‘This island didn’t have a murder rate until you people showed up…’

Sending the cast of a long running TV show off on holiday is usually a sure sign that the writers are running out of ideas. Scrubs did it. Friends did it. Everyone succumbs to it eventually. To do this in only the second film of a potential long running franchise is surely a bad sign, however. I Still Know What You Did Last Summer sends its cast off to The Bahamas and the result is a truly terrible sequel to a film that wasn’t all that great to begin with…
Julie James (Jennifer Love Hewitt) and Ray Bronson (Freddie Prinze Jr.) return, but now their relationship has become strained. The former is attending summer classes at Boston University, while the latter has stayed behind in Southport to become the most handsome and fresh faced fisherman who ever did scour the ocean blue. When Julie and her roommate, Karla (Brandy), win a trip to The Bahamas through a competition on college radio, Julie initially asks Ray to join her. When he doesn’t show up, she reluctantly agrees to give his ticket up to local heartthrob, Will (Matthew Settle), with Karla’s new boyfriend Tyrell (Mekhi Phifer) taking the final ticket. Upon arrival, they are greeted with the news that storm season is about to begin, but they decide to stick around anyway (the first of many preposterous decisions included in Trey Callaway’s excretable screenplay). Against the backdrop of this, Julie is suffering from flashbacks of the events of the first movie, and a hooded killer may or may not be stalking the island. Even more frightening, however, is the appearance of Jack Black, inexplicably sporting dreadlocks, and delivering a truly smelly performance as the supposed comic relief. This makes for a tonally uneven film that aims for the same self-referential horror-comedy as the Scream franchise, but falls woefully short.

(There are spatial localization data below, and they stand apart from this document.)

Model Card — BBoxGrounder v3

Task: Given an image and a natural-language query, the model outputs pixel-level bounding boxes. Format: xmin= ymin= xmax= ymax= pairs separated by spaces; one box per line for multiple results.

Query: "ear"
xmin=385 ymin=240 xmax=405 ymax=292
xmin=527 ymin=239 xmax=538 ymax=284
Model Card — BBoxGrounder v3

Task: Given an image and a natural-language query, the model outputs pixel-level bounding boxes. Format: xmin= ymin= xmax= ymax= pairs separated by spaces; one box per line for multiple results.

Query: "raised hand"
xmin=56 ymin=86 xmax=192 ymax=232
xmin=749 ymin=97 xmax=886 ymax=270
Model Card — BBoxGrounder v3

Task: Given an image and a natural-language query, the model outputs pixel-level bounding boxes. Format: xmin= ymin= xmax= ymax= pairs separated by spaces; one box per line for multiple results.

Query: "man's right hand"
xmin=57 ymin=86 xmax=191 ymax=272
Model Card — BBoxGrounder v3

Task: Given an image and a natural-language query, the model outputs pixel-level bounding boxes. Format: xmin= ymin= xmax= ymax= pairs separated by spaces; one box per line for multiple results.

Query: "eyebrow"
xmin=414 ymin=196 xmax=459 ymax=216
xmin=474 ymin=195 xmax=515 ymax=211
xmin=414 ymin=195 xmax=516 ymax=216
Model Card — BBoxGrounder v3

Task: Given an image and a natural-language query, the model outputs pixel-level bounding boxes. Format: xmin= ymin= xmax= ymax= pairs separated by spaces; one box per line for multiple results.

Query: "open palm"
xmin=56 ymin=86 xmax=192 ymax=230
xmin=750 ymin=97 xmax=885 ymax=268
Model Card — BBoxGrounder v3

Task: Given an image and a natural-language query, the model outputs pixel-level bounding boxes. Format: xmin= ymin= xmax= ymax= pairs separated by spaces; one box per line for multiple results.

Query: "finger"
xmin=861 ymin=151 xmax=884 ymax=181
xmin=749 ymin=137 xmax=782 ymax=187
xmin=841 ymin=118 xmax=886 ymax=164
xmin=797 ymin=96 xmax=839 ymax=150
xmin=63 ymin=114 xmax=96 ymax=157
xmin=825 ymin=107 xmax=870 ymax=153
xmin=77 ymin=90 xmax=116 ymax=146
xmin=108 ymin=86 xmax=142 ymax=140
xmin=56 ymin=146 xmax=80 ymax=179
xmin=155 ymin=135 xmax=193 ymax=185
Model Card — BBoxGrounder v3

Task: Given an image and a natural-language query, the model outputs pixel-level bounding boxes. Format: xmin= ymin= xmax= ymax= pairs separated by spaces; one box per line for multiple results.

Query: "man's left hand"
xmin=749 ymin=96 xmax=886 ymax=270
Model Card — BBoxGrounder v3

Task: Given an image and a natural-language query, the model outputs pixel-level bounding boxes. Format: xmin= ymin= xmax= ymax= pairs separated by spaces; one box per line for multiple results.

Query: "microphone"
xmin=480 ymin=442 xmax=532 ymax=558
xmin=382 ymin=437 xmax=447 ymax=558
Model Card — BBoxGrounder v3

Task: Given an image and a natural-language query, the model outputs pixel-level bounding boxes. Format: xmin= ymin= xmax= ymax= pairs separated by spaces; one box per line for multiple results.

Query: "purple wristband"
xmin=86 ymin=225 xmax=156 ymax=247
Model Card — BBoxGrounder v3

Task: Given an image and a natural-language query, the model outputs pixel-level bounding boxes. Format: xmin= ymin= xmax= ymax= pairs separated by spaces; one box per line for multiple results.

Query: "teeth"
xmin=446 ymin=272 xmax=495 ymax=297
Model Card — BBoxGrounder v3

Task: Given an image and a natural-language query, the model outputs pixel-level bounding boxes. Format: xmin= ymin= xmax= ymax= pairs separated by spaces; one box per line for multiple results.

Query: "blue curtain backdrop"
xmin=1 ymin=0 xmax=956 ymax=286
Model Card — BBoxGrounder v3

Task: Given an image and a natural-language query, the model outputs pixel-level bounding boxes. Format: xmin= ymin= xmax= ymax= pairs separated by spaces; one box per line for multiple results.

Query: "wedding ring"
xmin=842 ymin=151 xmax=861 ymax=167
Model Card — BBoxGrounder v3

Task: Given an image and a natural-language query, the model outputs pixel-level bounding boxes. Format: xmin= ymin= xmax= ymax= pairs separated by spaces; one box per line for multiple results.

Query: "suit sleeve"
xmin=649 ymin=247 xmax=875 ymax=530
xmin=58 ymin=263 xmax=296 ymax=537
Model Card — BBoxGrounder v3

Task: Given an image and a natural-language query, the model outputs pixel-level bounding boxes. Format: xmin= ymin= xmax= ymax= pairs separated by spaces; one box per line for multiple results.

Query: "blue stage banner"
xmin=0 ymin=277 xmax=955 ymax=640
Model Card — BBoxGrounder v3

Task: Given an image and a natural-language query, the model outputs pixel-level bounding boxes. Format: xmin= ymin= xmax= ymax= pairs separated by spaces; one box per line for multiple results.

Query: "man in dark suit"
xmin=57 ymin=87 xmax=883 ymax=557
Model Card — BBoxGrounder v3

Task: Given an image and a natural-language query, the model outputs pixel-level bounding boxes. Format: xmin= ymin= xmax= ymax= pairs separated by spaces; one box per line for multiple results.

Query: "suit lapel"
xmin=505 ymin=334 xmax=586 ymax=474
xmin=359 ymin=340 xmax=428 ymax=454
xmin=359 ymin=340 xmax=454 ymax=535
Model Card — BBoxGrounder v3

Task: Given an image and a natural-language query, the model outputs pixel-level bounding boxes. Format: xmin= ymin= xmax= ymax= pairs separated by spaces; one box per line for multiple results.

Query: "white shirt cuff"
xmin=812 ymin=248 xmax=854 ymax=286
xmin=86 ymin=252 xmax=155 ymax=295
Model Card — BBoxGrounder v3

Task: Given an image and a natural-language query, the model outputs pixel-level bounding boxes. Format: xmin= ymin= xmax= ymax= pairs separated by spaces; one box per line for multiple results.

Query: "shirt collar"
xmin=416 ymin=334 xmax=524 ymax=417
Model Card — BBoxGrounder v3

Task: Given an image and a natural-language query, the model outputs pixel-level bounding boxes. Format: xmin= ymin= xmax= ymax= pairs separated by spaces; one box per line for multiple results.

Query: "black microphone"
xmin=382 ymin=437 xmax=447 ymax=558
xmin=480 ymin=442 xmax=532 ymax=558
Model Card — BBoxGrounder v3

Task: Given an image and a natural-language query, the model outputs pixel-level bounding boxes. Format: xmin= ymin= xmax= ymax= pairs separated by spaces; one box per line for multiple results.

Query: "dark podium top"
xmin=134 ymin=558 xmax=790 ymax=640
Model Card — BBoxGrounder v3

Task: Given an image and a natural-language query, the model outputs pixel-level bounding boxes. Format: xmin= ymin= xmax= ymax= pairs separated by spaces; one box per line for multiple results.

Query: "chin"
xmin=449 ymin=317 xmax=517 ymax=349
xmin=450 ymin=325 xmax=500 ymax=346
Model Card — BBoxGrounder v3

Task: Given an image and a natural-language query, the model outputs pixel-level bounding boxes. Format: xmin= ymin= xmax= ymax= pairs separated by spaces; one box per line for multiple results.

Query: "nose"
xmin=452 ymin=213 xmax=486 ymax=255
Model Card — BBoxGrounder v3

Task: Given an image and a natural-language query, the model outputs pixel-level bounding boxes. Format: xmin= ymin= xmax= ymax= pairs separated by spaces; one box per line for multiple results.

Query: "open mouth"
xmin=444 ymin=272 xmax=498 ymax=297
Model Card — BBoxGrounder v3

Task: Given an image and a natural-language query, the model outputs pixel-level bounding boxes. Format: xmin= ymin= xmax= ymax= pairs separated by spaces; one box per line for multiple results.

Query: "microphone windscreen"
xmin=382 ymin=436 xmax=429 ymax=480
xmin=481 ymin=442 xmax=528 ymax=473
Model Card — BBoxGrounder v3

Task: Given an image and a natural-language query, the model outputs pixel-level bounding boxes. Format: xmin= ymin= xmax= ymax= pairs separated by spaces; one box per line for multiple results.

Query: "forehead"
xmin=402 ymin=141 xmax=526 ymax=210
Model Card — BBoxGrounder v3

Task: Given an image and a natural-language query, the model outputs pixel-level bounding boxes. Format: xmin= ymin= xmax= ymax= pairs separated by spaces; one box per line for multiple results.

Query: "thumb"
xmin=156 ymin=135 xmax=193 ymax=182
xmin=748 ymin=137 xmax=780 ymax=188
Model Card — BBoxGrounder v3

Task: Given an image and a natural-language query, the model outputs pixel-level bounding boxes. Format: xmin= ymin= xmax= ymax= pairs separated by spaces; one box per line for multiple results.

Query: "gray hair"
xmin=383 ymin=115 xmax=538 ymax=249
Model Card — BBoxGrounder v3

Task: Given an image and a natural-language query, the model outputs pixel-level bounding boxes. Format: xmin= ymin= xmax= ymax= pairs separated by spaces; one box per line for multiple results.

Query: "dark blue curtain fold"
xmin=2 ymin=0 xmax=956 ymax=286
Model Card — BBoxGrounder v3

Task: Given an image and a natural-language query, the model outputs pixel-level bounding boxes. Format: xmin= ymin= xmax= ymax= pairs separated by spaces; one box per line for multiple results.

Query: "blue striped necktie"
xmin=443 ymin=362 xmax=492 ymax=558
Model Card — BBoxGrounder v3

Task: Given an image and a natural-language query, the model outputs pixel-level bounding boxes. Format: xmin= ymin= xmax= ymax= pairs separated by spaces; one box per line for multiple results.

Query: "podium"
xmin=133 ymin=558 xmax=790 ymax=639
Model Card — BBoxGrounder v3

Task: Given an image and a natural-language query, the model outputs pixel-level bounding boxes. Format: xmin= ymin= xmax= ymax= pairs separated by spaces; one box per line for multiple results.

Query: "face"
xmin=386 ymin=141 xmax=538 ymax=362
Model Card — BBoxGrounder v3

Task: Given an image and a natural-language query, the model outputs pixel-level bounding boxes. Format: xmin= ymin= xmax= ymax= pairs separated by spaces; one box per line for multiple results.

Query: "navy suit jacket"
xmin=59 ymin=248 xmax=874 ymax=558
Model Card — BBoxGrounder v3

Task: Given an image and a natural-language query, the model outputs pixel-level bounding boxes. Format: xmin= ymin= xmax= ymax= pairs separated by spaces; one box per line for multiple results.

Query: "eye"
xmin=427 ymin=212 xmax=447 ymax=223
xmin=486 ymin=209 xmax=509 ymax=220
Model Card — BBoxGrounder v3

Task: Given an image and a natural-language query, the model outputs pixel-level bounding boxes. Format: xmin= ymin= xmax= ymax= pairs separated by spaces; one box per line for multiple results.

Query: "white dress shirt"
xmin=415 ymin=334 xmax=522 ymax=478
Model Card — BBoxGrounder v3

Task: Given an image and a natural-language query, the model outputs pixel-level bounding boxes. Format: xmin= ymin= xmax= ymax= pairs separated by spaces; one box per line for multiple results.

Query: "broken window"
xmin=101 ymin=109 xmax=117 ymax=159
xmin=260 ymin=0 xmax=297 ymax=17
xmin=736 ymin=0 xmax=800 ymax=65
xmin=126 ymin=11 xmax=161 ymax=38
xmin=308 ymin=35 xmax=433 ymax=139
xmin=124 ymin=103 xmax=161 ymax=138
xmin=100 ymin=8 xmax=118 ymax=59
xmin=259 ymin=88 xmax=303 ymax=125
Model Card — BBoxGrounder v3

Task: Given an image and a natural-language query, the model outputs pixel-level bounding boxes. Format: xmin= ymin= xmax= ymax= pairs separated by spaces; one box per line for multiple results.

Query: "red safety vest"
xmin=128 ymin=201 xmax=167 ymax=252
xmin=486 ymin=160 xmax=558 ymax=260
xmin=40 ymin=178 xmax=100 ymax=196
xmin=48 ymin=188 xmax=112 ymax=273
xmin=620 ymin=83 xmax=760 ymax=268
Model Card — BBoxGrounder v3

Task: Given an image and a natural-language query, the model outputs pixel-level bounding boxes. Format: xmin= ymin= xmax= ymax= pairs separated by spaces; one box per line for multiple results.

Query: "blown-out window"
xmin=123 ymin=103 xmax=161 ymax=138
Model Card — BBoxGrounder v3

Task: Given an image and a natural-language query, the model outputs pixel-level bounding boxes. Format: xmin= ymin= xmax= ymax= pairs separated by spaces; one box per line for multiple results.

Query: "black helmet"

British director Danny Cannon was at the helm for this one and it is telling that he only produced two more feature films after this one despite the fact that I Still Know… was a box office success. The direction here is flat and uninspired. It is Callaway’s screenplay that really stinks the place out, however. The inclusion of Bill Cobbs (a fine actor) as a Magical Negro archetype who bizarrely performs a benevolent voodoo ritual in the third act is truly baffling, as is the final reveal, which lands with a wet fart rather than a bang. Horror legend Jeffrey Combs as a misanthropic hotel manager, and a spirited performance from Love Hewitt are the only bright spots here in what is an otherwise complete chore of a movie.
I keep threatening to write a book chronicling the 50 worst horror sequels of all time. If and when I ever get around to that prestigious task, this monstrosity will surely feature prominently – a franchise killer and a disaster that is almost totally without merit.